5. Serve your team – don’t expect them to serve you

The easiest way to be a ‘bad boss’ is to fail to understand your absolute basic purpose as a leader. Your role is to inspire and enable your team to flourish and be brilliant at what they do. It is to allow them to lead in their own area and to be the best they can be. You are, therefore, providing them with a service.

6. Create an environment where people want to work

Do people want to work with you? I recently wrote about how to create a good working environment https://www.linkedin.com/pulse/what-great-place-work-pete-cohen/

Nothing I suggested is hard to do. But the things which are easy to do are also easy not to do. Don’t get caught out and end up with a toxic workplace.

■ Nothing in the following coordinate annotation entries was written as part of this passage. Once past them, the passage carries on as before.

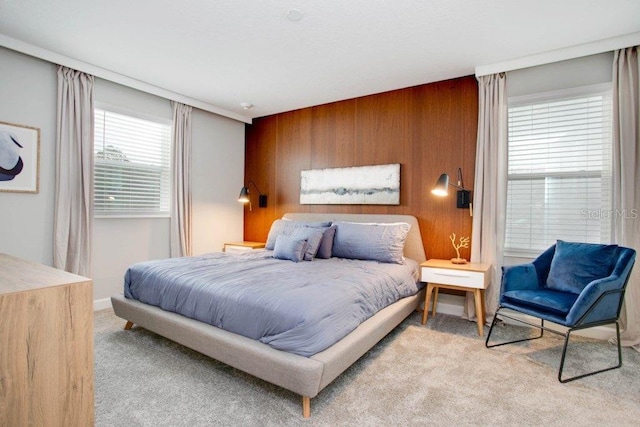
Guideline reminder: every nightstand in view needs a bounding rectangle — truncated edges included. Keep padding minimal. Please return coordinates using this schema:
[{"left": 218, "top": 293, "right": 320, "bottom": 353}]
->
[
  {"left": 222, "top": 241, "right": 265, "bottom": 253},
  {"left": 420, "top": 259, "right": 491, "bottom": 336}
]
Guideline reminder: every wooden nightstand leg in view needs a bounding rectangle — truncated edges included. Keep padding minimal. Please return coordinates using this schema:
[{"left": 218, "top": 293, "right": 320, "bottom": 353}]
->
[
  {"left": 431, "top": 286, "right": 440, "bottom": 317},
  {"left": 422, "top": 283, "right": 433, "bottom": 325},
  {"left": 473, "top": 289, "right": 484, "bottom": 336}
]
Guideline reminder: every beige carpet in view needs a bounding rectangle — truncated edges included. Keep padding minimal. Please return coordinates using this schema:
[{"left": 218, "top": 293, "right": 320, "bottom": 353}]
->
[{"left": 95, "top": 310, "right": 640, "bottom": 426}]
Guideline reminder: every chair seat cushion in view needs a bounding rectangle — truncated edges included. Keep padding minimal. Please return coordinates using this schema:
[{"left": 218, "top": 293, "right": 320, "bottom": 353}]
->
[
  {"left": 502, "top": 289, "right": 578, "bottom": 316},
  {"left": 547, "top": 240, "right": 618, "bottom": 294}
]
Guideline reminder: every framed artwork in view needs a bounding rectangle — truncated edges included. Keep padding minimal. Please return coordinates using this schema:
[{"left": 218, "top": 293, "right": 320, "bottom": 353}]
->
[
  {"left": 300, "top": 163, "right": 400, "bottom": 205},
  {"left": 0, "top": 122, "right": 40, "bottom": 193}
]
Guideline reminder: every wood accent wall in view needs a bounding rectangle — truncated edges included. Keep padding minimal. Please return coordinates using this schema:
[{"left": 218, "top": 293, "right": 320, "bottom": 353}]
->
[{"left": 244, "top": 76, "right": 478, "bottom": 259}]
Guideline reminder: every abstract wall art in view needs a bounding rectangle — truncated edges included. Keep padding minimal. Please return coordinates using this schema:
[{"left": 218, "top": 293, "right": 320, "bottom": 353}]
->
[
  {"left": 300, "top": 163, "right": 400, "bottom": 205},
  {"left": 0, "top": 122, "right": 40, "bottom": 193}
]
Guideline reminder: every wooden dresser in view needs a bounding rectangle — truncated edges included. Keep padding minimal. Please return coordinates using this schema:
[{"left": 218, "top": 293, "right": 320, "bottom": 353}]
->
[{"left": 0, "top": 254, "right": 94, "bottom": 426}]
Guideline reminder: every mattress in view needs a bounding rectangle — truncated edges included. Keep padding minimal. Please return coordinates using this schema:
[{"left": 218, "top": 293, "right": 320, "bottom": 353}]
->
[{"left": 124, "top": 250, "right": 421, "bottom": 357}]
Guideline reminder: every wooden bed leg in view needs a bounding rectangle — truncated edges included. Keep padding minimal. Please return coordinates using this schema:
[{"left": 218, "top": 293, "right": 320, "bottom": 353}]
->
[{"left": 302, "top": 396, "right": 311, "bottom": 418}]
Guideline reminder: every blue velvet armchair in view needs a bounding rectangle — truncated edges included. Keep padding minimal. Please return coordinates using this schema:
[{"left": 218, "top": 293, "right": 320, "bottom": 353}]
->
[{"left": 485, "top": 240, "right": 636, "bottom": 383}]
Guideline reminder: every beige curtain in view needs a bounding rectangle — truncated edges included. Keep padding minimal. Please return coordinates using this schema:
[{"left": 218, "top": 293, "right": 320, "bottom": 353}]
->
[
  {"left": 465, "top": 73, "right": 507, "bottom": 323},
  {"left": 612, "top": 46, "right": 640, "bottom": 351},
  {"left": 171, "top": 101, "right": 192, "bottom": 257},
  {"left": 53, "top": 66, "right": 94, "bottom": 277}
]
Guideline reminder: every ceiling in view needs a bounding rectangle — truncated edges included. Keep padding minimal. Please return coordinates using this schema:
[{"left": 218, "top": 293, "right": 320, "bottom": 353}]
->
[{"left": 0, "top": 0, "right": 640, "bottom": 120}]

7. Understand why your people come to work

You can’t expect everyone in your team to be as passionate about the company as you are. But if you take the time to know what is important to them you are going to be able to better meet their needs. The person who is looking to build skills so they can become CEO one day is going to want something very different from the person who is doing it because it gives them an income which allows them to go sailing at the weekend.

8. Make wellbeing a priority

This doesn’t just make sense to retain good people – it makes sense from a business performance perspective too. I’m passionate about this and I’ve written many articles about it. Here is one https://www.linkedin.com/pulse/making-case-wellness-pete-cohen/ and it gives you a simple tool you can use with your teams too.

9. Lead the whole person – not just the employee

Stress in the workplace and long hours are so damaging and thinking that ‘after hours’ isn’t your problem is faulty thinking. It matters if you’ve got people working to tight deadlines all the time and losing sleep in a regular basis. Empower them to say ‘No’ rather than drive themselves into the ground.

At the end of the day, you can’t convince everyone to stay with you if they want to leave but, if you do lose someone, put aside any thoughts of how inconvenient it is for you to have a gap in the team. Do all you can to support them in their decision, listen to their reasons why, learn from it and. and reflect on how to make things better for those who remain.